Com 450 votos a favor, 10 contrários e 9 abstenções, a Câmara cassou nesta segunda-feira o mandato do deputado federal Eduardo Cunha (PMDB-RJ), interrompendo a trajetória política de quase 25 anos daquele que se celebrizou como o principal algoz de Dilma Rousseff no processo de impeachment. Com uma carreira construída nas sombras do poder e que ganhou os holofotes nacionais desde que assumiu a presidência da Câmara, no ano passado, Cunha, que colecionou inimigos na vida política e ontem se viu abandonado por praticamente todos os partidos, passará agora a enfrentar o seu mais temido adversário: o juiz Sérgio Moro, da Justiça Federal do Paraná. Com a decisão da Câmara, Eduardo Cunha fica inelegível até 2027.
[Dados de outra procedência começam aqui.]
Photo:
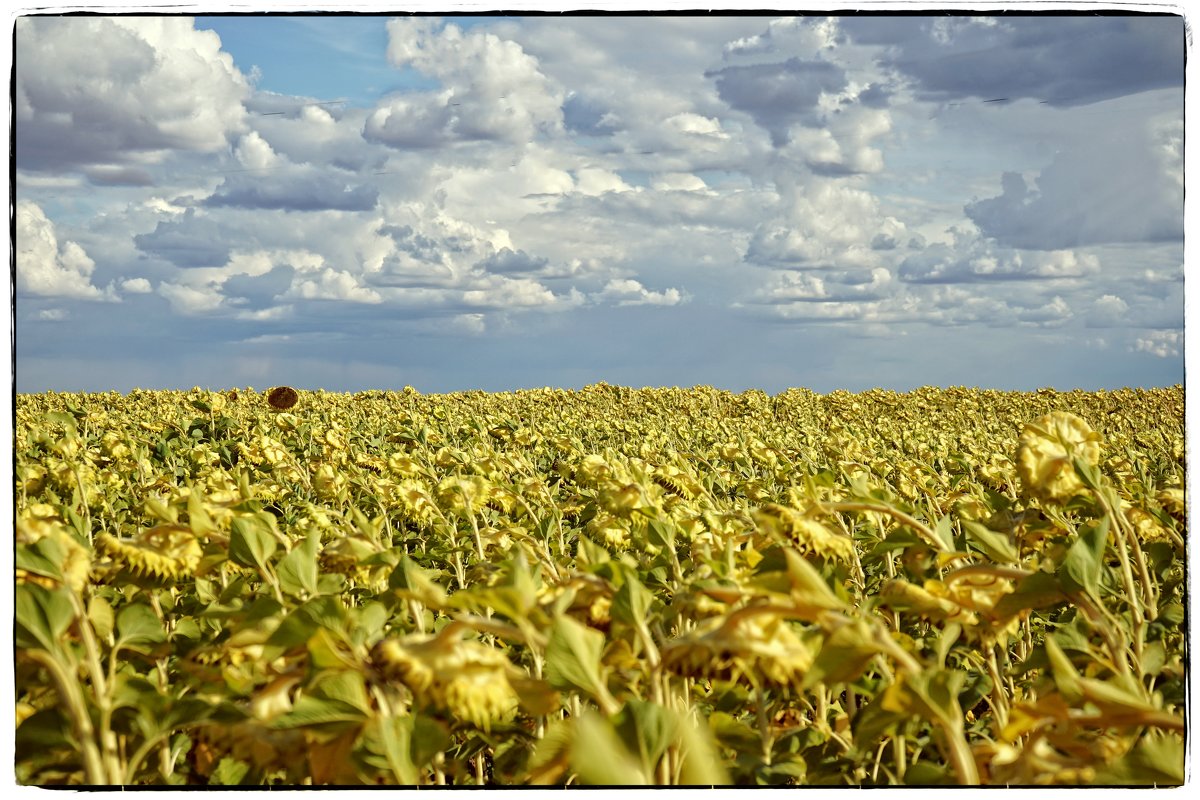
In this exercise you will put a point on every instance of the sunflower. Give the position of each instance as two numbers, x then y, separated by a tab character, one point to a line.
1047	453
281	398
165	551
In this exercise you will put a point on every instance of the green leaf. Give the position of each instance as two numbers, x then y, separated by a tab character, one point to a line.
1155	761
1080	570
43	557
42	615
1066	677
391	738
701	758
733	734
229	771
100	614
598	756
996	546
573	657
928	774
43	732
251	542
1032	593
660	533
311	710
631	602
945	533
412	582
345	686
430	738
298	570
646	729
810	593
138	625
844	655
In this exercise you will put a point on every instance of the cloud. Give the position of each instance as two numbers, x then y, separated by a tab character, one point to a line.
631	293
786	287
492	89
191	300
330	284
821	224
1108	311
502	293
299	188
136	286
1121	187
46	268
508	262
787	32
779	95
113	94
975	260
1074	61
189	240
1163	344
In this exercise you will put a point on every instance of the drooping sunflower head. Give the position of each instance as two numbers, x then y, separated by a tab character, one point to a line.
167	552
761	647
1048	449
281	398
463	678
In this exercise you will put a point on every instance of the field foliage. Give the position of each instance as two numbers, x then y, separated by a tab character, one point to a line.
607	585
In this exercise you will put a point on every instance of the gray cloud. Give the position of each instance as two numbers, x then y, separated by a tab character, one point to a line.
107	91
976	262
304	190
587	116
259	290
1074	61
779	95
189	241
508	262
1126	186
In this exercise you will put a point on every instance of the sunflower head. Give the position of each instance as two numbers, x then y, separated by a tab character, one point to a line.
281	398
463	678
167	552
1048	449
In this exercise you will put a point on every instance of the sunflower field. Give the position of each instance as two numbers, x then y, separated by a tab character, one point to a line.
600	587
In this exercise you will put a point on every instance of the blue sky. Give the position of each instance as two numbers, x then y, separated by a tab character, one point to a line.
496	203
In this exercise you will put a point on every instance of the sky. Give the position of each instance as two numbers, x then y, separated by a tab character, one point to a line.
736	200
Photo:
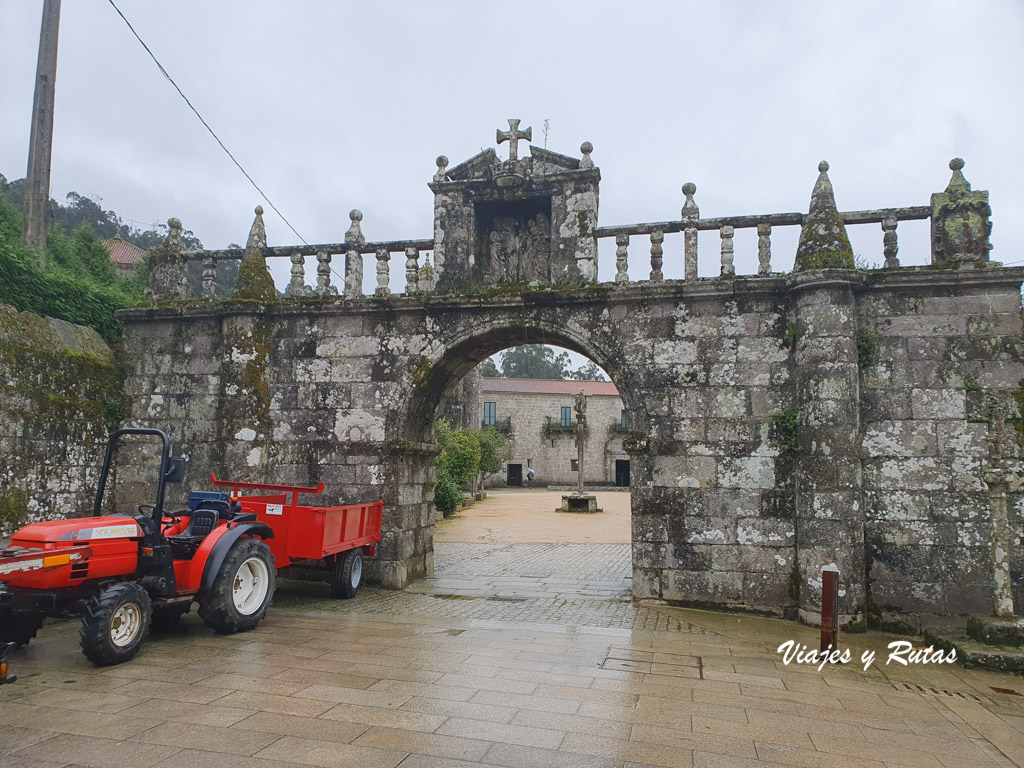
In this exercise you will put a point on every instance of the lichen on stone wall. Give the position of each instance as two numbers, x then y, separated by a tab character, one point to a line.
60	394
254	282
13	509
823	242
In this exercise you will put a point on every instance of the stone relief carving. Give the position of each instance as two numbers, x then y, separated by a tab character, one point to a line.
518	251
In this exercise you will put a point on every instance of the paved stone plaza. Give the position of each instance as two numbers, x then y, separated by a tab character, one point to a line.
463	671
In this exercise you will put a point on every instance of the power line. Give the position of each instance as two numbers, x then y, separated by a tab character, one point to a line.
207	125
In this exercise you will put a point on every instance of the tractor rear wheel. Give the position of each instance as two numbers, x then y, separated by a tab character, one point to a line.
115	623
242	591
18	628
346	574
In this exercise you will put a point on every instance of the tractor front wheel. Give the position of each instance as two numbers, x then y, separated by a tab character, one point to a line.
242	591
115	623
346	574
18	628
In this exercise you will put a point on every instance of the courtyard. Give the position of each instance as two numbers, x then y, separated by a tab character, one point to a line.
523	651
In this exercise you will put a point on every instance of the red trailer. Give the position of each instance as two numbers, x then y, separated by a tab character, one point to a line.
328	538
121	572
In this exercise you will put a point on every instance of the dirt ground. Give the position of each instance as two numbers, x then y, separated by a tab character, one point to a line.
528	515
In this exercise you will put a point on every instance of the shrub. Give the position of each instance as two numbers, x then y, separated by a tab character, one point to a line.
448	494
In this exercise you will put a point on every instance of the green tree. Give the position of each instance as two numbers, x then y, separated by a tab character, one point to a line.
588	372
535	361
457	464
488	369
495	450
79	284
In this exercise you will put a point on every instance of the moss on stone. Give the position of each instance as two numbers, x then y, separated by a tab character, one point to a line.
796	581
254	282
867	349
782	431
13	509
828	259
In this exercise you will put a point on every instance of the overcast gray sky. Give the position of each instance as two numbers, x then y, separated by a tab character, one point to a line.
332	105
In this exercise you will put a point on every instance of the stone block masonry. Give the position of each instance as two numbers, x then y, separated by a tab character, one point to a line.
778	423
60	391
733	506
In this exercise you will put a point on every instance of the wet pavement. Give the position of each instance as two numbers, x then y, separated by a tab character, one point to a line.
518	654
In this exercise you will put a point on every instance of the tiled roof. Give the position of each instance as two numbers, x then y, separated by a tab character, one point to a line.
122	252
550	386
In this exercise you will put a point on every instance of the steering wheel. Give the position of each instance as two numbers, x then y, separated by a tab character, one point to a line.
172	518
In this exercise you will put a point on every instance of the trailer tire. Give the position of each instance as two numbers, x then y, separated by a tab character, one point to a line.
18	628
346	574
115	623
243	589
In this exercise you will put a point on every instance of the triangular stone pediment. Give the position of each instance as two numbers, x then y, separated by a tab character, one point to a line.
558	160
475	167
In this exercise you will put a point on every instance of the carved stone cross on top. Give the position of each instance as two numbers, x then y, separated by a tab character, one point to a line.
512	135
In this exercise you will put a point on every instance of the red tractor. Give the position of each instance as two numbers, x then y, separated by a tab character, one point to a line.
119	573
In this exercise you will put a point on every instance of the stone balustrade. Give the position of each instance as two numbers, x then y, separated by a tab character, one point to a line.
952	212
727	226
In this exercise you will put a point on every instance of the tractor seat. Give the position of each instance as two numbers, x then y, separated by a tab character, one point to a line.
201	524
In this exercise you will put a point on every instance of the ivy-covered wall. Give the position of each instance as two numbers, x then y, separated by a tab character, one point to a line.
60	393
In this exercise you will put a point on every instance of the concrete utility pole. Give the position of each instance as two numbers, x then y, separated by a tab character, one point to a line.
37	190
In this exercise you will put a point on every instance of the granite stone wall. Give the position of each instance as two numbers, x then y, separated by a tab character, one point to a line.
59	394
938	364
778	424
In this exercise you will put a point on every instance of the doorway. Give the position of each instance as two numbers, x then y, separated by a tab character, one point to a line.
622	473
515	475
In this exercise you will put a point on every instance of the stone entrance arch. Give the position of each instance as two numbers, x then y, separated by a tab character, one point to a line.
783	422
438	376
489	333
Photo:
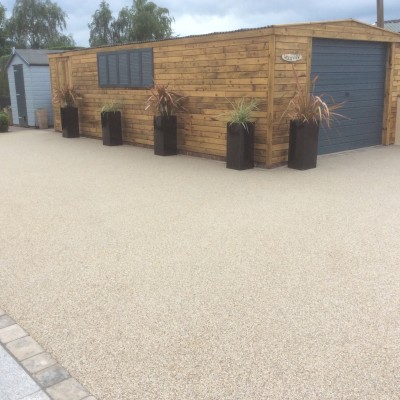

Cunha é o segundo presidente da Câmara cassado (o primeiro foi Ibsen Pinheiro) e o terceiro deputado desde que o voto para este tipo de sessão passou a ser aberto. Os outros foram André Vargas (ex-PT-PR) e Natan Donadan (ex-PMDB-RO). Desde que o Conselho de Ética foi criado em 2001, foram sete deputados cassados, incluindo o peemedebista.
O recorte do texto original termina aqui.